Microarray and ChIP-chip analysis

The experiments were conducted in triplicate to determine the error due to technical aspects of the process. Systematic error [76] was treated by a the Moderated t-Test [77], which is similar to the Student's t-Test in that it is used to compare the means of probe expression values for replicates for a given gene. The Student's t-Test calculates variance from the data that is available for each gene, while the Moderated t-Test uses information from all of the selected probes to calculate variance.

To correct for multiple test (i.e., false positives within a large dataset), we used the Benjamini Hochberg method [78], which is not as conservative as the Bonferroni approach. This method aims to reduce what is called the False Discovery Rate (FDR) and is used when the objective is to reduce the number of false positives and to increase the chances of identifying all the differentially expressed genes. In this method, the p-values are first sorted and ranked. The smallest value gets rank 1, the second rank 2, and the largest gets rank N. Then, each p-value is multiplied by N and divided by its assigned rank to give the adjusted p-values. In order to restrict the false discovery rate to 0.05, all the probes with adjusted p-values less than 0.05 are selected.

Probes that exhibit differential expression all through the six experiments were selected. Overall, 1463, 1998, 2319 probes were identified at 99%, 95%, and 90% of confidence, respectively; and 2285 and 1273 show 4 and 8 fold changes, respectively. Altogether, 1195, 1263, 1268 probes at 99%, 95% and 90% confidence exhibit 8-fold changes; and 1148, 1930 and 2072 99%, 95% and 90% confidence exhibit 4-fold changes. The significant expressed ORFs were identified by collating the extracted probe locations with the S. typhimurium genome.

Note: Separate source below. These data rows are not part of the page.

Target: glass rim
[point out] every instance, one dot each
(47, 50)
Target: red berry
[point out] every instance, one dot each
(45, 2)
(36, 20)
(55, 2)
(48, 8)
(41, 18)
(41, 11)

The ChIP microarray (ChIP-chip) data were analyzed as follows. Signal intensity data were extracted from the scanned images of each array using NimbleScan. A scaled Log₂-ratio of the co-hybridized input and IP samples was calculated for each tile on the array. This ratio was computed to center the ratio data around zero. Scaling was performed by subtracting the bi-weight mean for the log2-ratio values for all tiles on the array from each Log₂-ratio values. Peaks were detected by searching for 4 or more tiles whose signals were above a cutoff value (ranging from 90% to 15% of a hypothetical maximum defined as the mean + 6 standard deviations) using 500 bp sliding window. The ratio data was then randomized 20 times to evaluate the false positive probability. Each peak was then assigned a false discovery rate (FDR) score based on the randomization.